Former world No. 1 Andy Roddick famously said of Djokovic, “First he wants his legs, then he wants his soul.”
It was about what Djokovic did to Ruud early Sunday morning on his way to history.
History tells us that Ruud needs to win the first set if he has any chance of winning. He’s played hundreds of Grand Slam matches over the years, but has lost just five times since Djokovic won the first set.
Ruud broke Djokovic’s serve to start the match, and as Djokovic played a shaky first game, negating overheads and pushing forehands and backhands out of the court, Ruud was almost error-free and seemingly 100 points behind. Played dangerous tennis and marked the best moments. of his career.
But then came the Djokovic that tennis has known and feared for decades. With Ruud’s serve looming near the finish line in the first set at 4-2, Djokovic indulged in one of the classic hard-hitting rallies, running back and forth from corner to corner to keep points for a long time. rice field. that’s all. The match ended in the usual fashion – an exhausted opponent struggling for oxygen and throwing the ball into the net.
Once again, Ruud was two points away from taking the set with the strength of a back-legged lob. But Djokovic countered his threat by hitting about 12 shots for the next four points.
In most tennis matches, when a set transitions to a tiebreak, the outcome resembles a coin toss. It’s a method that rarely works for Djokovic, for Sunday, and for this tournament as a whole, and on the biggest stage of recent times with a mid-30s dominance.
it’s not an accident. Last week, he said his mind would go into a state of hyper-focus as the tiebreak kicks in, as he uses everything at his disposal to “stay in the present” and play each point on its merits. explained.
He started this match with a lunging forehand winner down the line and finished seven points later with another explosive forehand, but Ruud didn’t even bother to make a run, but that’s the difference. I didn’t think it would produce At the end of the day, Djokovic had played 55 points in the tournament tiebreaker and had yet to commit an unforced error.

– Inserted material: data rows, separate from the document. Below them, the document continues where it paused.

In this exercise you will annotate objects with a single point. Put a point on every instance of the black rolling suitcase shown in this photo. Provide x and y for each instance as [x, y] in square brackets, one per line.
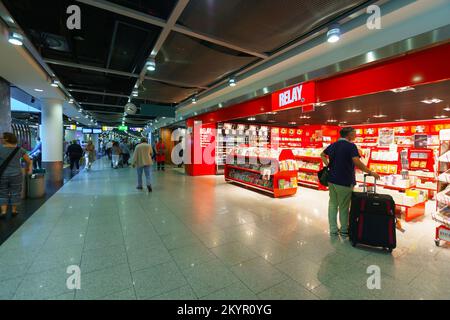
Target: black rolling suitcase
[372, 219]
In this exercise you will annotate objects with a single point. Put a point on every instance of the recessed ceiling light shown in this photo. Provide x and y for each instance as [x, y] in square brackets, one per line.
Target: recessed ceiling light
[431, 101]
[402, 89]
[151, 64]
[15, 38]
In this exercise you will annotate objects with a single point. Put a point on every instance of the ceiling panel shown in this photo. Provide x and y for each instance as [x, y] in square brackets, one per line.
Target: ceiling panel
[157, 92]
[196, 62]
[261, 25]
[394, 106]
[156, 8]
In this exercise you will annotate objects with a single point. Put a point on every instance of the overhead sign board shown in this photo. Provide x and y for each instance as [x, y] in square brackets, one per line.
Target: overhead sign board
[300, 95]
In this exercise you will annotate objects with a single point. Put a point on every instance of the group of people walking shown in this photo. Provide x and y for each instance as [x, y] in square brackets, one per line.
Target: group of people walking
[75, 153]
[14, 161]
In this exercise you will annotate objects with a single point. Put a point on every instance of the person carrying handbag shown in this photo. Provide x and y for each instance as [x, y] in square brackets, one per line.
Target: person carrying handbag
[11, 173]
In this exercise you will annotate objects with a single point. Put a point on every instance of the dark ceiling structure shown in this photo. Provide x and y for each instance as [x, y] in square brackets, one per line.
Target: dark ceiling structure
[374, 108]
[196, 44]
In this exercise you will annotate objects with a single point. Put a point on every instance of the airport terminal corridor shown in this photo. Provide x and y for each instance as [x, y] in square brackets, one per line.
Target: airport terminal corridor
[200, 238]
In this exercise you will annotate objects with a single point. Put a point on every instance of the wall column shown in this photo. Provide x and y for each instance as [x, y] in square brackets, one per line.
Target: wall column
[5, 106]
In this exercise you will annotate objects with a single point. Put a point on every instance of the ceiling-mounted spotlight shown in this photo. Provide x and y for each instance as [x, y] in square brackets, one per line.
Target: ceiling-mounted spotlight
[151, 64]
[15, 38]
[334, 33]
[55, 83]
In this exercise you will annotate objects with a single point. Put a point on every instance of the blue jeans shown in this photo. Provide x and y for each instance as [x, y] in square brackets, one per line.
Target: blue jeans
[148, 175]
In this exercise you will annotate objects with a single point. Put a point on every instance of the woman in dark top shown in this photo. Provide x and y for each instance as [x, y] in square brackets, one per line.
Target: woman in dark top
[75, 153]
[11, 177]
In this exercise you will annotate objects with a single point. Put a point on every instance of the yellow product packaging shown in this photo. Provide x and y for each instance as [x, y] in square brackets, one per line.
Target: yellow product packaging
[413, 193]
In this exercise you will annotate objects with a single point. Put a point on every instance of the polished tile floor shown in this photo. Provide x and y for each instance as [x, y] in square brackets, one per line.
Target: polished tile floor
[199, 238]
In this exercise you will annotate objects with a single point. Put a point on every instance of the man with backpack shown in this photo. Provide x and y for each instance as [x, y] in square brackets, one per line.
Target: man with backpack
[341, 158]
[75, 153]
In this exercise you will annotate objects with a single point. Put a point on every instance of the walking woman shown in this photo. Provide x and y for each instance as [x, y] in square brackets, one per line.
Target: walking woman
[116, 152]
[160, 154]
[75, 153]
[142, 161]
[90, 154]
[11, 173]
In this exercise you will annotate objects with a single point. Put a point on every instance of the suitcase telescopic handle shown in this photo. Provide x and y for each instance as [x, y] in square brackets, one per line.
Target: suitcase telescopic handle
[365, 189]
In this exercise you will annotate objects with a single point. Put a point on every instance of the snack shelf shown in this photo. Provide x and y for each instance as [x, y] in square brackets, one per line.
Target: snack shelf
[308, 158]
[441, 215]
[316, 185]
[308, 170]
[249, 184]
[282, 183]
[244, 169]
[253, 157]
[391, 187]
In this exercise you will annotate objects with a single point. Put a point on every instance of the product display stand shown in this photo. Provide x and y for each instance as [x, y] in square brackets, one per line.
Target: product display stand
[270, 171]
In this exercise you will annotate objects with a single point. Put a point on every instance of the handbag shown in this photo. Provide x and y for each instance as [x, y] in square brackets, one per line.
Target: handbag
[323, 176]
[5, 163]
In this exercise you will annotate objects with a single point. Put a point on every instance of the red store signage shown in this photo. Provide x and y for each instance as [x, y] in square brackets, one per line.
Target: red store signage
[295, 96]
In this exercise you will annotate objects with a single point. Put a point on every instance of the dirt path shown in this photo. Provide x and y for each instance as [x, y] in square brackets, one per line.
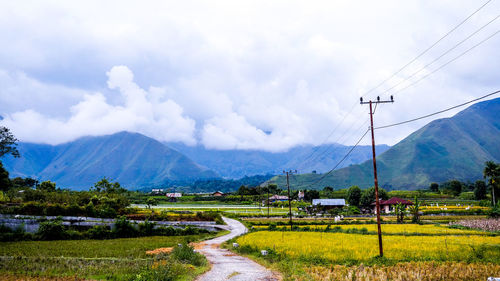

For 1 hour and 22 minutes, Ruud has gone head-to-head with Djokovic, matching sprints and shots and shots on shots at long distances, and only rubbery legs and a bruised mind can prove it. was. Ruud was not always like that, but he persisted in his search for scraps, pushed the match to over three hours, and swept the crowd into a rousing third-set wave, chanting “Novak, Novak, lou ou ou udo”. We negotiated. But after the first set it was only a matter of time.
Ruud has lost 11 sets in five matches against Djokovic.
In all this triumphant fog, it can be hard to recall a string of conflicts, even recent ones. Last year, he spent days in Australian detention pending deportation hearings. But 2020 also saw an ugly moment when he accidentally slammed a ball down a linesman’s throat and was banned from the US Open. The following month, Nadal defeated him in straight sets in the postponed French Open final. Djokovic seemed ready for another walk in the wilderness.
Instead, he was one match away from winning all four majors in 2021, beating Nadal at Roland Garros en route.
He already has his first two wins this year. After winning 23 Grand Slams, history still has to be made.